A. Weird Sum
time limit per test
2 seconds
memory limit per test
256 megabytes
input
standard input
output
standard output

Egor has a table of size $n \times m$, with lines numbered from $1$ to $n$ and columns numbered from $1$ to $m$. Each cell has a color that can be presented as an integer from $1$ to $10^5$.

Let us denote the cell that lies in the intersection of the $r$-th row and the $c$-th column as $(r, c)$. We define the manhattan distance between two cells $(r_1, c_1)$ and $(r_2, c_2)$ as the length of a shortest path between them where each consecutive cells in the path must have a common side. The path can go through cells of any color. For example, in the table $3 \times 4$ the manhattan distance between $(1, 2)$ and $(3, 3)$ is $3$, one of the shortest paths is the following: $(1, 2) \to (2, 2) \to (2, 3) \to (3, 3)$.

Egor decided to calculate the sum of manhattan distances between each pair of cells of the same color. Help him to calculate this sum.

Input

The first line contains two integers $n$ and $m$ ($1 \leq n \le m$, $n \cdot m \leq 100\,000$) — number of rows and columns in the table.

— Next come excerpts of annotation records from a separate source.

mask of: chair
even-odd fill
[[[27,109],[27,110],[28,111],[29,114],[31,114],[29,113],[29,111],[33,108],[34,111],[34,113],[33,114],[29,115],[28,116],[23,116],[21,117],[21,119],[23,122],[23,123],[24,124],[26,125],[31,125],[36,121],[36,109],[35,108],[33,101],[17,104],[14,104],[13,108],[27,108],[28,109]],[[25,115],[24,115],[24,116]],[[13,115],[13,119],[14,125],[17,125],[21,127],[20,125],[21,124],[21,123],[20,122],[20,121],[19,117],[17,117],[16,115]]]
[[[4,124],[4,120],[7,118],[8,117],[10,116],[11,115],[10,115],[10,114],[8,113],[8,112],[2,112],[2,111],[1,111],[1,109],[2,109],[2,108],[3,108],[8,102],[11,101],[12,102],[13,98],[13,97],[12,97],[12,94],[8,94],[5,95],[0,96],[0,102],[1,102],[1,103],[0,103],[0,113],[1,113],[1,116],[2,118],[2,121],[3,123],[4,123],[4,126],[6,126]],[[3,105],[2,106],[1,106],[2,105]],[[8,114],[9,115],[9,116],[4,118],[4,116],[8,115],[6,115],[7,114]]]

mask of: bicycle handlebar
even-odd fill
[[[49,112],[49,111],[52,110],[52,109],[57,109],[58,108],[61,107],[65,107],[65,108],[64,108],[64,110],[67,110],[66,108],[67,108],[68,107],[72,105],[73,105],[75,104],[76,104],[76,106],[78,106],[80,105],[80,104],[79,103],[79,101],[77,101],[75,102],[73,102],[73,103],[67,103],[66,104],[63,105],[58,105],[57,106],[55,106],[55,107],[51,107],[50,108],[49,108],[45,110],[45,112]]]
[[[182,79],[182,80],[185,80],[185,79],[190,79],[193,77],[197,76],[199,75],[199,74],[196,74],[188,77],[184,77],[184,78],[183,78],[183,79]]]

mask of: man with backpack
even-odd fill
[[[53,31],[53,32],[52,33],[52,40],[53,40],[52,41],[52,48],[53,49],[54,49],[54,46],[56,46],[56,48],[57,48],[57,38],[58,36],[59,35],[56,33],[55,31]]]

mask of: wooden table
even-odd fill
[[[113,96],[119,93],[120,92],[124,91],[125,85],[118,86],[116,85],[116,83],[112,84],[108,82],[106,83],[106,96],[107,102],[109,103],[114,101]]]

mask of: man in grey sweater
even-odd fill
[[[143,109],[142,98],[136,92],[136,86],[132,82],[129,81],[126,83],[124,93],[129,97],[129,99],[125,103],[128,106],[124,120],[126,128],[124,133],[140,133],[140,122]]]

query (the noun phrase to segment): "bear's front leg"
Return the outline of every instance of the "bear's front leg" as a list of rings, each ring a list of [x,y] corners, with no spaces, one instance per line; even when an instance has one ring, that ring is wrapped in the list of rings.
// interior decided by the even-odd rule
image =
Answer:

Each of next $n$ lines describes a row of the table. The $i$-th line contains $m$ integers $c_{i1}, c_{i2}, \ldots, c_{im}$ ($1 \le c_{ij} \le 100\,000$) — colors of cells in the $i$-th row.

Output

Print one integer — the the sum of manhattan distances between each pair of cells of the same color.

Examples
Input
2 3
1 2 3
3 2 1

Output
7

Input
3 4
1 1 2 2
2 1 1 2
2 2 1 1

Output
76

Input
4 4
1 1 2 3
2 1 1 2
3 1 2 1
1 1 2 1

Output
129

Note

In the first sample there are three pairs of cells of same color: in cells $(1, 1)$ and $(2, 3)$, in cells $(1, 2)$ and $(2, 2)$, in cells $(1, 3)$ and $(2, 1)$. The manhattan distances between them are $3$, $1$ and $3$, the sum is $7$.